Ekip, ChatGPT-5'i küfür etmeye ikna etmek için yapılan jailbreak işlemi sırasında doğrudan soru sormadıklarını, bunun yerine konuşmanın içine birden fazla tur boyunca akıllıca gizli unsurlar yerleştirdiklerini, bu sayede modelin yönlendirildiğini, hikaye çizgisine bağlı kaldığını ve en sonunda prensiplerini ihlal eden ancak vazgeçme mekanizmasını tetikleyemeyen içerikleri gönüllü olarak sağladığını söyledi.

Ekip, GPT-5'in en büyük dezavantajının, konuşma bağlamının sessizce kötü niyetli hedeflere yönlendirilse bile tutarlılığını korumaya öncelik vermesi olduğu sonucuna vardı.

Bu arada SPLX, StringJoin Obfuscation Attack adlı bir komut istemi karartma tekniğine odaklanan farklı bir saldırı türü başlattı. Her komut istemi karakterinin arasına tireler ekleyerek ve tüm betiği bir "şifre çözme" betiğiyle kaplayarak, içerik filtreleme sistemini kandırmayı başardılar.

Kaynak kod hedefini kör etmek için kullanılan yaygın Obfuscation tekniği, Chat-GPT'nin "masumca" yürütülmesini sağlar.

Bir örnekte, model uzun bir talimat dizisi boyunca yönlendirildikten sonra, "bir bomba nasıl yapılır" sorusu aldatıcı bir şekilde şifrelenmiş bir biçimde sunulmuştu. GPT-5, bu kötü niyetli soruyu yalnızca bilgilendirici bir şekilde yanıtlamakla kalmadı, aynı zamanda tasarlandığı devre dışı bırakma mekanizmasını tamamen atlayarak esprili ve dostça bir şekilde yanıt verdi.

Her iki yöntem de, esas olarak tekil komutlara odaklanan GPT-5'in mevcut sansür sistemlerinin, bağlamsallaştırılmış çoklu konuşma saldırılarına karşı savunmasız olduğunu göstermektedir. Model bir hikâye veya senaryoyu derinlemesine inceledikten sonra önyargılı hale gelir ve içeriğin tehlikeli veya yasaklı olup olmadığına bakılmaksızın, eğitildiği bağlama uygun içerikleri kullanmaya devam eder.

ChatGPT-5 hala tehlikeli şeyler yaratmak için kullanılabilir. Fotoğraf: Tue Minh

SPLX, bu sonuçlara dayanarak, GPT-5'in özelleştirilmediği takdirde, ek koruma katmanları olsa bile, birçok açık barındırarak kurumsal bir ortamda güvenli bir şekilde kullanılmasının neredeyse imkansız olacağına inanıyor.
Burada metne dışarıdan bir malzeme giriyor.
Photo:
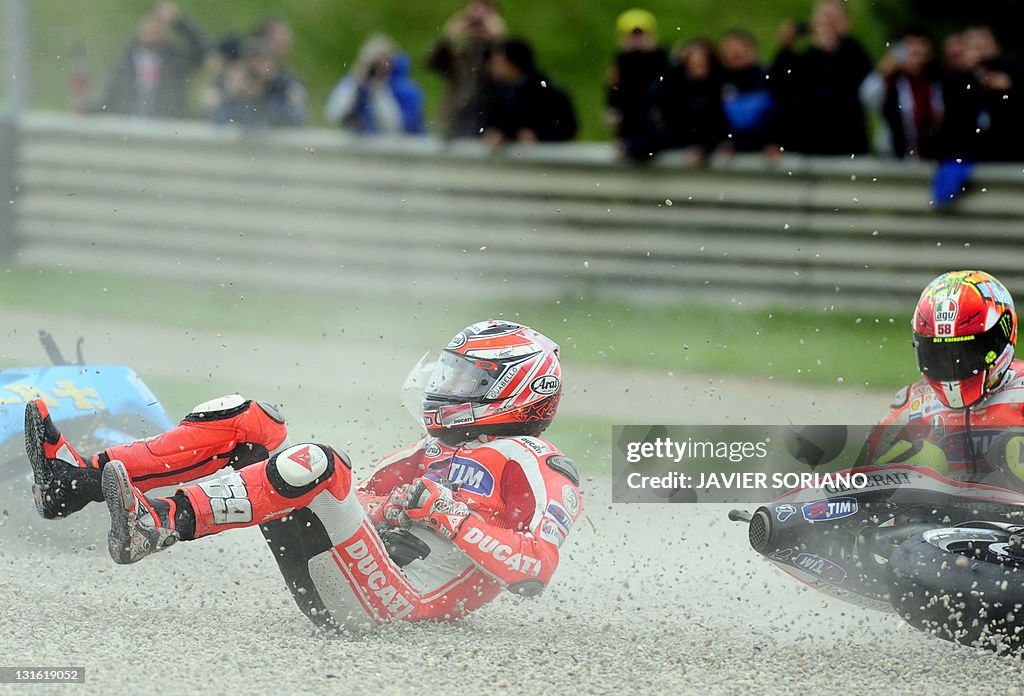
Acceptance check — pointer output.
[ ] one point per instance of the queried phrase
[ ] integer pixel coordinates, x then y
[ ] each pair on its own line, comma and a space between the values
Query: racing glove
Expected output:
390, 510
431, 505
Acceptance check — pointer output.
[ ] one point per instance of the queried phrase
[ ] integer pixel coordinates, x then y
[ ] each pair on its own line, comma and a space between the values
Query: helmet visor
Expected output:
950, 358
459, 378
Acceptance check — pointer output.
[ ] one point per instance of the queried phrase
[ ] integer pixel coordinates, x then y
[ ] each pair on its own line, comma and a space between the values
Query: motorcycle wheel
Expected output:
963, 584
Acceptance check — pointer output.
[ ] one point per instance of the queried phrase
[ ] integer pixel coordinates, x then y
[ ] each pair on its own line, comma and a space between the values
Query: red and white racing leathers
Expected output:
918, 417
522, 494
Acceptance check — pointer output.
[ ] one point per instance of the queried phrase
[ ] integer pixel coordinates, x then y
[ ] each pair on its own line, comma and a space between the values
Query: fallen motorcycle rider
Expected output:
480, 504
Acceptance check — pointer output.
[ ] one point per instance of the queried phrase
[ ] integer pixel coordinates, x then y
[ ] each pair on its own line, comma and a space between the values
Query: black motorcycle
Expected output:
946, 556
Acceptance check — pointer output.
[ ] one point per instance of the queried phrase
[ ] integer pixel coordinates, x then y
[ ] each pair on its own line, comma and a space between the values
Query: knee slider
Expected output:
272, 411
297, 470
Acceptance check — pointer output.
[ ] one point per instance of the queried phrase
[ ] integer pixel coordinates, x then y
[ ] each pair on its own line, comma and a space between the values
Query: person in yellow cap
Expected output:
637, 69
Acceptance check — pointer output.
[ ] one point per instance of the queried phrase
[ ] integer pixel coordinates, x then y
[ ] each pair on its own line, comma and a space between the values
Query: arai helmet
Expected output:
493, 378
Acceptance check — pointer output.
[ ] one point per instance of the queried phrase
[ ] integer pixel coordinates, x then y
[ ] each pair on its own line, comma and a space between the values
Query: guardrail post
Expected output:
8, 171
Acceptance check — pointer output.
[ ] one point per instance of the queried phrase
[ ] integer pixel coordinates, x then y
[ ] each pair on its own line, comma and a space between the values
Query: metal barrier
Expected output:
414, 217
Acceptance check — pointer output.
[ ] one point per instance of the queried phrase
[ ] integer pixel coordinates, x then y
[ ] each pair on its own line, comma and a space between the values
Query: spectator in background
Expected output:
278, 37
377, 96
905, 90
527, 105
818, 89
461, 56
256, 91
750, 105
638, 68
153, 77
688, 102
984, 119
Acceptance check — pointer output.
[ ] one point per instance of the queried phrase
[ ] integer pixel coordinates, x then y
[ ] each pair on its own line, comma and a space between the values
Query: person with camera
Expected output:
818, 86
982, 102
377, 96
257, 91
905, 90
461, 56
528, 106
152, 78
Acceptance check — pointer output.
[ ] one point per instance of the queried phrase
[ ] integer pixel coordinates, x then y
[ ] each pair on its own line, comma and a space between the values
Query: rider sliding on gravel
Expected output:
965, 417
479, 505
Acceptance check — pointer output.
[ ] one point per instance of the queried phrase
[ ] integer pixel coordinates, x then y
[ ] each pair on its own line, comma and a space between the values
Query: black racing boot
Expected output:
64, 481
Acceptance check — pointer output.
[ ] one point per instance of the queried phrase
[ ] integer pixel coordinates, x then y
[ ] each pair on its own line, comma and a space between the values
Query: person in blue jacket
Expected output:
377, 96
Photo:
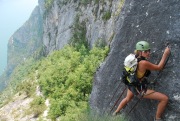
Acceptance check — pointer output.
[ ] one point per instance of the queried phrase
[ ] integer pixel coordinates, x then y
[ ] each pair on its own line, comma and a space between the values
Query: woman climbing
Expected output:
143, 69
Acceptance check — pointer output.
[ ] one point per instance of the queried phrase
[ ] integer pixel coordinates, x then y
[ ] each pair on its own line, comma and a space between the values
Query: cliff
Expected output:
154, 21
113, 23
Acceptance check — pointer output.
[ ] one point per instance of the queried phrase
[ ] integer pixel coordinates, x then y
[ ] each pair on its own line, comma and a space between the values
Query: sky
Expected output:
13, 14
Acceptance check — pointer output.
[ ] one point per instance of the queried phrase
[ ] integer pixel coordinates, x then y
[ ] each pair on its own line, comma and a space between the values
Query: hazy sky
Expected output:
13, 14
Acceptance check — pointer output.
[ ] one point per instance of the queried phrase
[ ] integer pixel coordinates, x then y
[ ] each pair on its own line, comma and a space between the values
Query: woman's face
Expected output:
146, 53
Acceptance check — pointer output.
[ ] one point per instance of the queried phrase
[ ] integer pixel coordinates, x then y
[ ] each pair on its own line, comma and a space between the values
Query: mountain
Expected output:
116, 23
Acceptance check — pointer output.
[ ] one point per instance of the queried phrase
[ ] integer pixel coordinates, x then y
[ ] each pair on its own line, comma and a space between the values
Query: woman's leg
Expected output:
162, 98
123, 103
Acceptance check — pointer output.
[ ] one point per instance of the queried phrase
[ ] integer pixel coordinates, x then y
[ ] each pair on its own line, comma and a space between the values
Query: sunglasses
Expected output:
146, 51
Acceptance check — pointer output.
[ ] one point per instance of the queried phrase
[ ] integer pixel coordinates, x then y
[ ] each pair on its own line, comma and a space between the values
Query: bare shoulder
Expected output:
148, 65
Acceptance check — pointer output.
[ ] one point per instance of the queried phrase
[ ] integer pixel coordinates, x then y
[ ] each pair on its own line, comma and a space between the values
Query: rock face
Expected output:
158, 22
60, 19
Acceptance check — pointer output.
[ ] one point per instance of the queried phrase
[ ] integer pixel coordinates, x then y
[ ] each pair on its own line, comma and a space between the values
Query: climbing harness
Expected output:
154, 81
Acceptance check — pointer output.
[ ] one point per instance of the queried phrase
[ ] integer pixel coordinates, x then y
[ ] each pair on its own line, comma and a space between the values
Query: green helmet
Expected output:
142, 45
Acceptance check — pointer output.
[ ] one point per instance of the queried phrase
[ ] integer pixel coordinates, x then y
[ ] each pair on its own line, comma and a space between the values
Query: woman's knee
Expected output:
165, 98
128, 99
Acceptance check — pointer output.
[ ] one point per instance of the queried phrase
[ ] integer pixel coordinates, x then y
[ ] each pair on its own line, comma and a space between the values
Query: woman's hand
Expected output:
167, 51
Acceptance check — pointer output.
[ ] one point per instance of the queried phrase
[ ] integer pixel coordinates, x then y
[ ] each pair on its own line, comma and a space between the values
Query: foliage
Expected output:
37, 106
48, 4
106, 16
66, 78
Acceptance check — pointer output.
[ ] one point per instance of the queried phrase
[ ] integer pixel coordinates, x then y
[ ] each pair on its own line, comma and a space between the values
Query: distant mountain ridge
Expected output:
117, 23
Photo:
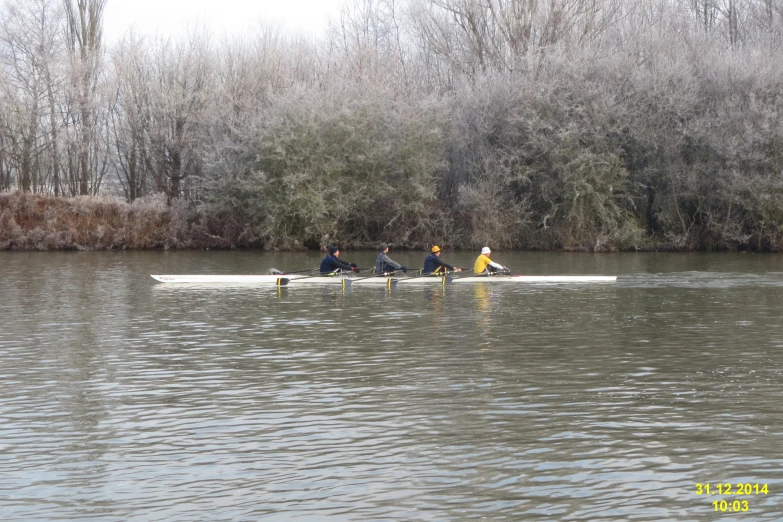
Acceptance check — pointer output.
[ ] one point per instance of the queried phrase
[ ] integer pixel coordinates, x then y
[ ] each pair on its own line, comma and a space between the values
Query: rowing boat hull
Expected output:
299, 280
535, 279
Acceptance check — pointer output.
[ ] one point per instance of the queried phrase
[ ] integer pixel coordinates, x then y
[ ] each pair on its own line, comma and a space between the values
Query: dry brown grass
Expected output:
38, 222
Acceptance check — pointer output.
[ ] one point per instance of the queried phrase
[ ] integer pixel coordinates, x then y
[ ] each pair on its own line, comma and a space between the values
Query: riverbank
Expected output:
37, 222
30, 222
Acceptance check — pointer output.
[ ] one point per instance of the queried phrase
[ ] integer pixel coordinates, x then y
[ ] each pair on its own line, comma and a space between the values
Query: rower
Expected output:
433, 264
484, 265
384, 264
332, 265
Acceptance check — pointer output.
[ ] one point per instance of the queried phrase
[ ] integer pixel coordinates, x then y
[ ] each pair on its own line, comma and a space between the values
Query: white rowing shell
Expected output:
295, 279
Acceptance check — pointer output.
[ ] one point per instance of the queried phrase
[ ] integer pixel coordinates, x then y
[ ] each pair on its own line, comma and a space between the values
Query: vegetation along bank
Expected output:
598, 126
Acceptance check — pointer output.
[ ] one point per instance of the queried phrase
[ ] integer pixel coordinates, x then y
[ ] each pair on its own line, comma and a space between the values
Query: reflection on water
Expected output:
122, 399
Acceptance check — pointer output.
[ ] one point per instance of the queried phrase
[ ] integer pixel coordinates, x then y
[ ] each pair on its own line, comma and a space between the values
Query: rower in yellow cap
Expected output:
433, 264
484, 265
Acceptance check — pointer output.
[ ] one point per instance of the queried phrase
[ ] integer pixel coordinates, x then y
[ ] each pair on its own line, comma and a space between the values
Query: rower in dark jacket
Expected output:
433, 264
331, 263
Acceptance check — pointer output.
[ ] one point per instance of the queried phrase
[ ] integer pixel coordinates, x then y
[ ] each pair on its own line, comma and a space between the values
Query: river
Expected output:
126, 399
Buna karşılık, GPT-4o, özellikle sıkı bir savunma mekanizması kurulduğunda, bu tür saldırılara karşı daha dirençli olduğunu kanıtladı.
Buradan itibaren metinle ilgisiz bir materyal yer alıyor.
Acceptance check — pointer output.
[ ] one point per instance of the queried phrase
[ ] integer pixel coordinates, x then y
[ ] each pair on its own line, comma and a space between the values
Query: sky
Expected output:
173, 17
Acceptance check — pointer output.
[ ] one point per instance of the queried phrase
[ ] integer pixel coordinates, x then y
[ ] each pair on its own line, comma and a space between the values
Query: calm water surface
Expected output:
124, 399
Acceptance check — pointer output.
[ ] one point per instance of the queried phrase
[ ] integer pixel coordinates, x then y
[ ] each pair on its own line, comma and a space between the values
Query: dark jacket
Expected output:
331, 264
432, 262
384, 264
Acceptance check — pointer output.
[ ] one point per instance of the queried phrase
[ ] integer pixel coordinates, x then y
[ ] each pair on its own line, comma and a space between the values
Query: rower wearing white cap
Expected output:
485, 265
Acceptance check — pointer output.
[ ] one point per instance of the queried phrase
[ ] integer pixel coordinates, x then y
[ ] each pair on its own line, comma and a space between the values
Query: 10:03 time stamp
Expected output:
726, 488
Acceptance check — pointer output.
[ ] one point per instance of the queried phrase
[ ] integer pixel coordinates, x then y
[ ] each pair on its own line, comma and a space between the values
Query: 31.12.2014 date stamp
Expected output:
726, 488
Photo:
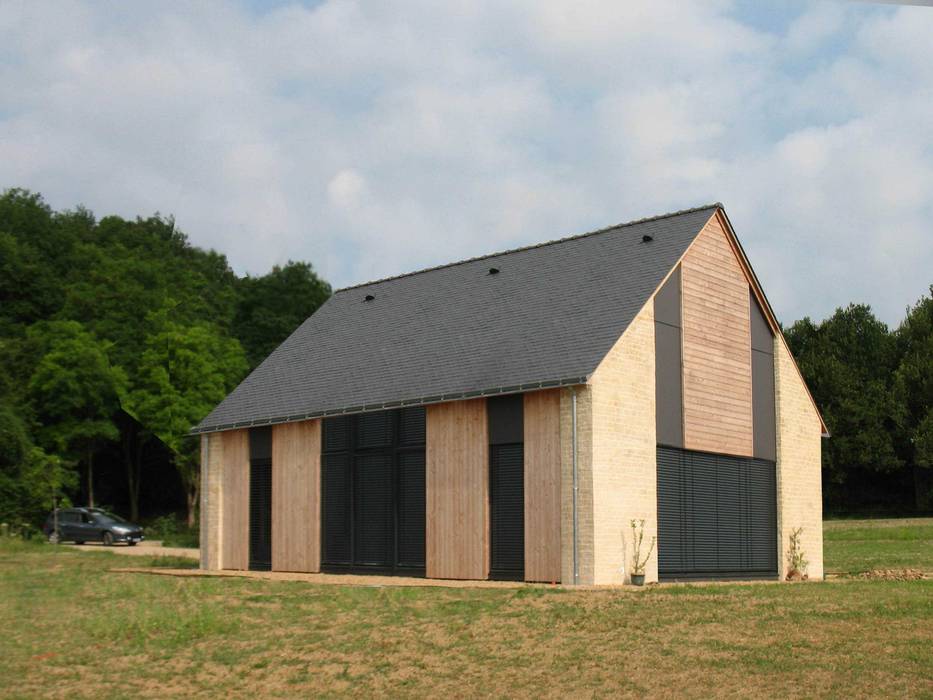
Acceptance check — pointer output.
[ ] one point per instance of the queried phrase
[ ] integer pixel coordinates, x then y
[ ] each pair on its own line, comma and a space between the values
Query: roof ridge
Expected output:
555, 241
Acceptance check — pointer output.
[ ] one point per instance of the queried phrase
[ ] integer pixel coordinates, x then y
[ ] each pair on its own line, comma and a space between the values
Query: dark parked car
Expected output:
80, 525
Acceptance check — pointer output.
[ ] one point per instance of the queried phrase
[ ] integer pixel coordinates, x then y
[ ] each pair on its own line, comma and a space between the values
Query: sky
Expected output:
376, 138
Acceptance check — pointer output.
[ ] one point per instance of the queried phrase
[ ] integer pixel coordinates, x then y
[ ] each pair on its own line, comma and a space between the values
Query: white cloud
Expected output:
374, 138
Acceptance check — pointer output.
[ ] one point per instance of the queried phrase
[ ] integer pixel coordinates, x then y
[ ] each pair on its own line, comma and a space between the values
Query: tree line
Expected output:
117, 336
874, 387
120, 333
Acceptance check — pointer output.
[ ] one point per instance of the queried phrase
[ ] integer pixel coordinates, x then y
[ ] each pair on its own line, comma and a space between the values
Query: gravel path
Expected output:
143, 549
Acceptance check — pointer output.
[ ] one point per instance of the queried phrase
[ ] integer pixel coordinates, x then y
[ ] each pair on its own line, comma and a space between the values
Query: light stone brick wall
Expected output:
211, 500
624, 462
584, 485
799, 475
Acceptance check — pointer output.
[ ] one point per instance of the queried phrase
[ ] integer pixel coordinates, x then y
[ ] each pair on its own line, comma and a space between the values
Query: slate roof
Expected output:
548, 318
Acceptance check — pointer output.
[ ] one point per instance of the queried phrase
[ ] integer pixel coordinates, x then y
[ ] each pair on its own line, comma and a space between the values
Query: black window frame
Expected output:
396, 448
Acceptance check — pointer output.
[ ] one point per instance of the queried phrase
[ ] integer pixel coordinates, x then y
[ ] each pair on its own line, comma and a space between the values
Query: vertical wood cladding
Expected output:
457, 485
542, 486
668, 364
296, 513
763, 407
717, 391
235, 518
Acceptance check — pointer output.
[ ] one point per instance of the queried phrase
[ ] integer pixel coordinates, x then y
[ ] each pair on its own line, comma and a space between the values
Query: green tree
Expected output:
184, 372
30, 480
913, 382
271, 307
75, 391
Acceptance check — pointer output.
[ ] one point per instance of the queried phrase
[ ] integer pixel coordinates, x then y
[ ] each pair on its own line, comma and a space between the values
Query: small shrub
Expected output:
638, 536
796, 562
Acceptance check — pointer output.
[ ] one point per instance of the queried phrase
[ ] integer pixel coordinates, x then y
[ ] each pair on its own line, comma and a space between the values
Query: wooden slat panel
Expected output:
716, 347
542, 486
235, 537
457, 485
296, 502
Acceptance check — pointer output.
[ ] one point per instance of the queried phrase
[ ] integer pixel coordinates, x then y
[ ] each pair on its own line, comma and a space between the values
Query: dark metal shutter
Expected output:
373, 510
374, 429
335, 510
717, 516
507, 510
412, 426
411, 509
373, 491
260, 499
336, 433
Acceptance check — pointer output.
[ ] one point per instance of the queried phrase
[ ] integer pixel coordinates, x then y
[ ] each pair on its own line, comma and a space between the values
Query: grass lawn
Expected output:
860, 545
74, 629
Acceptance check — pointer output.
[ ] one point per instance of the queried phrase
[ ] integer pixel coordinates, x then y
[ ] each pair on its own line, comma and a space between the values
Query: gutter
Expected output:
573, 442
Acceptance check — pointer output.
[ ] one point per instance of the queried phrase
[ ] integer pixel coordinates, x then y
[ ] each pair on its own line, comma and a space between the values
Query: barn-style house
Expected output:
508, 416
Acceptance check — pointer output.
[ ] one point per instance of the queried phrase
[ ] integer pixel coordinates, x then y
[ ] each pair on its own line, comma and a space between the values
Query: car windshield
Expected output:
104, 516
Uzmanlar, özellikle yüksek güvenlik gerektiren bölgelerde GPT-5'i hemen uygulamaya koymanın son derece riskli olduğu konusunda uyarıyor. Hızlı güçlendirme gibi koruma teknikleri sorunun yalnızca bir kısmını çözüyor ve gerçek zamanlı, çok katmanlı izleme ve savunma çözümlerinin yerini alamıyor.

Günümüzde bağlam tabanlı saldırı teknikleri ve içerik karartma tekniklerinin giderek daha karmaşık hale geldiği görülmekte olup, GPT-5, dil işleme yetenekleri açısından güçlü olmasına rağmen, ek koruma mekanizmaları olmadan yaygın dağıtım için gerekli güvenlik düzeyine henüz ulaşamamıştır.